PICASSO. TABLEAUX MAGIQUES. Entre juin 1926 et mars 1930, Pablo Picasso (1881-1973) réalise un nouveau cycle d’œuvres comprenant environ 150 peintures. Elles ont en commun de présenter des caractéristiques plastiques et thématiques nouvelles et singulières, mettant en scène principalement des têtes et des corps. Analysant ces tableaux, l’éditeur et critique Christian Zervos les présente en 1938, dans sa revue Cahiers d’art, dans un article intitulé « Tableaux magiques de Picasso ». En effet, il voit en Picasso un magicien capable d’inventer des formes inédites, susceptibles d’influencer la pensée de celui qui les regarde. La présente exposition est la première exclusivement consacrée à cette période picassienne.
Le parcours met en exergue les principales caractéristiques de ces « tableaux magiques » : une bouche, souvent verticale, dont on voit les dents, un nez symbolisé par deux points représentant les narines, et des yeux très éloignés l’un de l’autre, simplement illustrés par les sourcils, entre ces deux organes. Pour les portraits en pied, les bras et les jambes sont eux aussi représentés de manière schématique à des endroits inattendus. Tout y est mais dans le désordre. Pour les commissaires, « le mode opératoire de Picasso a la nature répétitive des sortilèges ou des formules magiques destinés à convoquer en des rites secrets des pouvoirs spirituels invisibles ».

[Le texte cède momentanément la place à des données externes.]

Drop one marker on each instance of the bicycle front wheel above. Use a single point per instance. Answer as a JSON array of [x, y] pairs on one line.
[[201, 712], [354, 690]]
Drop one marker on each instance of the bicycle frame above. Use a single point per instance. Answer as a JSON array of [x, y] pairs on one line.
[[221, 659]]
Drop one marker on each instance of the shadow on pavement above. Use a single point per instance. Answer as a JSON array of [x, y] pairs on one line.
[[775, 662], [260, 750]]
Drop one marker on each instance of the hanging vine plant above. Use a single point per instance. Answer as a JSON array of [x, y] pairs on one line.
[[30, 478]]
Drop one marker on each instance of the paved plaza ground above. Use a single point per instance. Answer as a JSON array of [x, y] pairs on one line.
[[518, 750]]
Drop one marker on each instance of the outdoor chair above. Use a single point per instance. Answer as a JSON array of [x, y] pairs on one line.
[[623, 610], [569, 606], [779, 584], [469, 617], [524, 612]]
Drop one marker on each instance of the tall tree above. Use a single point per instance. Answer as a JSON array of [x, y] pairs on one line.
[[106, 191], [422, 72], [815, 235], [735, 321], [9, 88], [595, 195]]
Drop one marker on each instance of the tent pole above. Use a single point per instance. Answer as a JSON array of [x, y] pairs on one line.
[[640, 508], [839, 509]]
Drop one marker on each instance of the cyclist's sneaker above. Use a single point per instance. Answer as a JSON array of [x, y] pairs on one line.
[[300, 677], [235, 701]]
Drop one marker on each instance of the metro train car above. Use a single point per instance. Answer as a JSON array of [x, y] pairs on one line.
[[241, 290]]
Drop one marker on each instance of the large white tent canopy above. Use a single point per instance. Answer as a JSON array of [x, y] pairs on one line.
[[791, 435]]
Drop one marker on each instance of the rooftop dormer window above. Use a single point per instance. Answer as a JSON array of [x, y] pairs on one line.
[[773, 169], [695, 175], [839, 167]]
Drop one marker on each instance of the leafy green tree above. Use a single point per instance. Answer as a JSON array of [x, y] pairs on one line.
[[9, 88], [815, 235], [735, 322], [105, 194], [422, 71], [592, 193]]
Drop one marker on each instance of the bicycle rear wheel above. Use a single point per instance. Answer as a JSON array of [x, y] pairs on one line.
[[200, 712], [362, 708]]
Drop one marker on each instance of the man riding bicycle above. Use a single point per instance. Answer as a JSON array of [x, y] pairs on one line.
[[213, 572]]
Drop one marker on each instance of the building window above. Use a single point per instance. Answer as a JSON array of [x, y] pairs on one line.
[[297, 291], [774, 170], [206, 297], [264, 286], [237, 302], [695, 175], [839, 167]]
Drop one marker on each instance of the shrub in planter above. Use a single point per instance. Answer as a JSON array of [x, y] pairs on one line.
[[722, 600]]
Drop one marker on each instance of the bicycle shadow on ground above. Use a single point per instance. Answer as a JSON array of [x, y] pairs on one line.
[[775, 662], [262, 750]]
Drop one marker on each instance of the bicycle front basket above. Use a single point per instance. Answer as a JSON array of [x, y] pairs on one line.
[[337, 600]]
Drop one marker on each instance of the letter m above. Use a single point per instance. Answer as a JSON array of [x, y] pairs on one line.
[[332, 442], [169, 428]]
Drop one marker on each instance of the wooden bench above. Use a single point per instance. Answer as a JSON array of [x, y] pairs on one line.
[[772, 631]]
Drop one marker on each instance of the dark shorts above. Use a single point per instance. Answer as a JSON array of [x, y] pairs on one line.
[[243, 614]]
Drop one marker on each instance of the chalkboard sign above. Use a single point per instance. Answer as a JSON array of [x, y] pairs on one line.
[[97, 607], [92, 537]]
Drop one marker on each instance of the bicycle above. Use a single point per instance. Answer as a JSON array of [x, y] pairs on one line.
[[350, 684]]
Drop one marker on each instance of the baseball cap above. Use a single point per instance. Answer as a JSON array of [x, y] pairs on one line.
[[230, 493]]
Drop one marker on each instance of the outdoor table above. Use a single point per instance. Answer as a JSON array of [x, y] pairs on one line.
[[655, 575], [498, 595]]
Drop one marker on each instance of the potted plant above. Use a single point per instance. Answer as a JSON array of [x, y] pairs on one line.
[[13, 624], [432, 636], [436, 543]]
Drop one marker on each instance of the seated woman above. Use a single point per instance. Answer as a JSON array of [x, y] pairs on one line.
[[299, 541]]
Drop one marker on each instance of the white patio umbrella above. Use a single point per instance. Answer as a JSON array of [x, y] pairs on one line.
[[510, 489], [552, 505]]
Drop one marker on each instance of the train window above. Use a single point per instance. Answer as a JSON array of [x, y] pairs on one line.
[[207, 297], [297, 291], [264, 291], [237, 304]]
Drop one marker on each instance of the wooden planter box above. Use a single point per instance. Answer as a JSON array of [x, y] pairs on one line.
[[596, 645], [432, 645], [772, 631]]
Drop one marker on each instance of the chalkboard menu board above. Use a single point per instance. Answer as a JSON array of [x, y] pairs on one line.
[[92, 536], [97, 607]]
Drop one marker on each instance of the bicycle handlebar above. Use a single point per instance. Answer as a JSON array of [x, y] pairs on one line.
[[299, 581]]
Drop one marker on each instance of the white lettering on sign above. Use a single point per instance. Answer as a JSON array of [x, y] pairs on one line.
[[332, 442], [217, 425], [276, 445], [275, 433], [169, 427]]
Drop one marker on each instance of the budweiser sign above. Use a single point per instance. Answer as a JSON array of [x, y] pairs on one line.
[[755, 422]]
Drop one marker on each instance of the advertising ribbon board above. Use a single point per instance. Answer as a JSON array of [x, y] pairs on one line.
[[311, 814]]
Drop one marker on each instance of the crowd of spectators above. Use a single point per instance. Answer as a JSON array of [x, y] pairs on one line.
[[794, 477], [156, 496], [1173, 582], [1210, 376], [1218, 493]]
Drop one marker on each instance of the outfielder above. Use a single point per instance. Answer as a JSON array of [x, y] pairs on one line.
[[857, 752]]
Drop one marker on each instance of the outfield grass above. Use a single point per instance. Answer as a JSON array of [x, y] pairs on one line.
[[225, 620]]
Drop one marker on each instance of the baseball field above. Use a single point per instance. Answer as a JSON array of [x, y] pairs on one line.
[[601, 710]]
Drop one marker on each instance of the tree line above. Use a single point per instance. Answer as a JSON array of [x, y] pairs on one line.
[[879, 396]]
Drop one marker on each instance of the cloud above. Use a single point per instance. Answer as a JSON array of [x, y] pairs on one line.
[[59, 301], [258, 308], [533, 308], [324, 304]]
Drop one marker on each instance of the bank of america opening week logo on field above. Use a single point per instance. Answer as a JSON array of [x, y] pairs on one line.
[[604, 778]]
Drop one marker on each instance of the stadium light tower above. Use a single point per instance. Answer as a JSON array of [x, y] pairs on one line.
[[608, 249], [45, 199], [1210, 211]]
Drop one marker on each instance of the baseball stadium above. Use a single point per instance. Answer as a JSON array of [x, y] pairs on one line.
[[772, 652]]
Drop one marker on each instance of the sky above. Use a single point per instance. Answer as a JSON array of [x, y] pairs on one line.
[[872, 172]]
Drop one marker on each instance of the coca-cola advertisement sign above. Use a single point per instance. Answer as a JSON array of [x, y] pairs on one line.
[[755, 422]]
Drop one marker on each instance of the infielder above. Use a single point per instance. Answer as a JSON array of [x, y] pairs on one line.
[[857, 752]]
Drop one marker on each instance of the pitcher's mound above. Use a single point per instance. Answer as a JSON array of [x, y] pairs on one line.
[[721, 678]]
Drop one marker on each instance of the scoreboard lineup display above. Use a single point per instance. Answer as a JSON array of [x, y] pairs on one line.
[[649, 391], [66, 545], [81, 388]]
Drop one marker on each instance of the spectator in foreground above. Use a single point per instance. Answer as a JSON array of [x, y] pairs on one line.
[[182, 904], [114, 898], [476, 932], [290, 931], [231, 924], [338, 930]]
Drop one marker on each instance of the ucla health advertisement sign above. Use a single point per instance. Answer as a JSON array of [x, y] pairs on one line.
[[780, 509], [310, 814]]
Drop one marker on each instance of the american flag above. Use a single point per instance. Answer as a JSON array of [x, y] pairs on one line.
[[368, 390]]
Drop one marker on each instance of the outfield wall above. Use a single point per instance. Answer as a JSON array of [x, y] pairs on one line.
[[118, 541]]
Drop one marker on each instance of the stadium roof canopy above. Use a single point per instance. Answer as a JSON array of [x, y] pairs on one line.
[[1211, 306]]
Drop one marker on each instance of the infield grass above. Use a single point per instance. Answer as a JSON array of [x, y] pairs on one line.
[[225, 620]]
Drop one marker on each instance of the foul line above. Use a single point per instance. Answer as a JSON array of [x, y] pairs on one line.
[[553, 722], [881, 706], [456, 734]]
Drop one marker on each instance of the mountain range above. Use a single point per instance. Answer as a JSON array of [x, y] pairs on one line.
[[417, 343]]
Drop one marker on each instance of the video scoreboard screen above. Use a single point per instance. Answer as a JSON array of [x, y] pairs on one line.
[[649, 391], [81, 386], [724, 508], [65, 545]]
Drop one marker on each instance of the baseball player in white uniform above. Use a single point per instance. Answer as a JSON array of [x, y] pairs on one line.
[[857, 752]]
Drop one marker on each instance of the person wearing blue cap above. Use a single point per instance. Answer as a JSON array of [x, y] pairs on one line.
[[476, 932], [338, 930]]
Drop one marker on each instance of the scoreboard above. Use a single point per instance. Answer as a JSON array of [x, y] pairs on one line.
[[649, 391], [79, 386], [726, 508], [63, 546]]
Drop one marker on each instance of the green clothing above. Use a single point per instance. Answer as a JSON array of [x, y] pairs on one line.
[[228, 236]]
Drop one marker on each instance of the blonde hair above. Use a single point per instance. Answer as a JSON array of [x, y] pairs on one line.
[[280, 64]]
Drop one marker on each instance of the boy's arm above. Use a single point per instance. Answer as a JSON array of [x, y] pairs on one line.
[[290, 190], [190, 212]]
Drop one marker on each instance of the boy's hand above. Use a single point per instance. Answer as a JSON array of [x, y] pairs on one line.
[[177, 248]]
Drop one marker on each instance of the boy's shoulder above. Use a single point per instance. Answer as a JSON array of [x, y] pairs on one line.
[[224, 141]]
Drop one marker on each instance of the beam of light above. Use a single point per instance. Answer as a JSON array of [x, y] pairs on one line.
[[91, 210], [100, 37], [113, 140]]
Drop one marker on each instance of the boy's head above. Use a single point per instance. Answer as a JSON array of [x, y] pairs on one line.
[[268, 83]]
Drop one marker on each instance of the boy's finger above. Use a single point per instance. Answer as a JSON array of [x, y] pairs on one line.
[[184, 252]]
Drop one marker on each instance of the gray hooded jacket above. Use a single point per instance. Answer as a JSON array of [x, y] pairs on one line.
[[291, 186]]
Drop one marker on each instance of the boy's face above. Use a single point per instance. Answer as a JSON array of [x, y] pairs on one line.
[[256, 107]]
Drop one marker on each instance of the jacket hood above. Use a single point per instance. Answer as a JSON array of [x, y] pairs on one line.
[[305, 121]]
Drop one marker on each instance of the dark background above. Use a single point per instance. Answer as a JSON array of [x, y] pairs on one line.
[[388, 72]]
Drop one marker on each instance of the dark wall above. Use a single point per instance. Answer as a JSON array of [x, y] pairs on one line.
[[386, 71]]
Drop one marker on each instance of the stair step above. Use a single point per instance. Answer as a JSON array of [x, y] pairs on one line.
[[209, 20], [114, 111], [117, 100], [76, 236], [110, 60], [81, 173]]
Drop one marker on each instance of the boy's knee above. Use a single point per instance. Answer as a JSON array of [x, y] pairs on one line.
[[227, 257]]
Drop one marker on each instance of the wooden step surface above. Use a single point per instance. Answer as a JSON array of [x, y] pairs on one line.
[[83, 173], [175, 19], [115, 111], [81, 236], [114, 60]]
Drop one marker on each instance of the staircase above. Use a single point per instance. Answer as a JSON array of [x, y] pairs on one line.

Ces œuvres sont à rapprocher des sculptures extra-occidentales (Afrique, Océanie) en vogue à ce début de siècle. Picasso, qui en possédait quelques-unes, que l’on voit ici, s’en défend en expliquant qu’à cette époque il ne s’intéressait plus à « l’art nègre ». On a aussi cherché à rapprocher ce type de représentation du surréalisme mais là aussi Picasso, qui s’est intéressé à ce mouvement, s’en défend.
C’est aussi durant cette période que Picasso s’intéresse à la sculpture d’autant plus qu’il a reçu la commande d’un monument funéraire à la mémoire du poète Guillaume Apollinaire, son ami, mort en 1918. Une petite maquette de son projet, Métamorphose II (1928), en plâtre, est visible ici. Ce projet, comme celui qu’il présentera plus tard, est refusé par le comité Apollinaire.
Dans la section « Transmutations », à côté des « figures » habituelles de cette période, nous avons une Guitare où l’on remarque surtout les initiales « M » et « T » faisant allusion à Marie-Thérèse Walter, sa jeune maîtresse, rencontrée dans la rue.
Parmi la douzaine de sections qui composent le parcours, l’une des plus intéressantes est « Le pouvoir d’invention ». On peut suivre, entre autres, le processus créatif du tableau Le Peintre et son modèle (1928), aujourd’hui au Museum of Modern Art de New York. On voit tout d’abord les études pour réaliser une Tête en métal, exposée ici. Ces études sont ensuite reprises dans trois dessins à l’encre pour faire la tête du peintre en train de faire un tableau, debout devant son modèle, lui aussi debout. Si le tableau du MoMA n’est pas là, ces trois dessins en donnent une bonne idée, en noir et blanc.
Au fil du temps, Picasso modifie ses figures. Les yeux sont représentés par des amandes ou des losanges. Les lignes du visage deviennent des traits rectilignes avec des angles aigus (Peintre à la palette et au chevalet. Paris, 1928 ; Buste de femme avec autoportrait, février 1929). Puis, le contour du visage est figuré par un long trait souple (Tête de femme, 1927-1928). Enfin la représentation prend du volume avec l’apparition d’une troisième dimension avec des formes toujours anguleuses (Femme au fauteuil rouge, 5 avril 1929) puis, à la fin de cette période, arrondies comme pour une sculpture (Le Baiser, Dinard, 25 août 1929 ; La Crucifixion, Paris, 7 février 1930).
Même si durant cette période on ne parlait pas encore de « Tableaux magiques », ceux-ci étaient exposés un peu partout comme le montrent les nombreux catalogues visibles ici. Dans la continuité de celles-ci, la présente exposition, quelque neuf décennies plus tard, nous interpelle toujours sur les capacités de Picasso à évoluer et à surprendre sans cesse le spectateur. Une exposition très intéressante à ce titre. Musée Picasso Paris 3e (01.42.71.25.21). Jusqu’au 23 février 2020. Lien : www.musee-picasso.fr.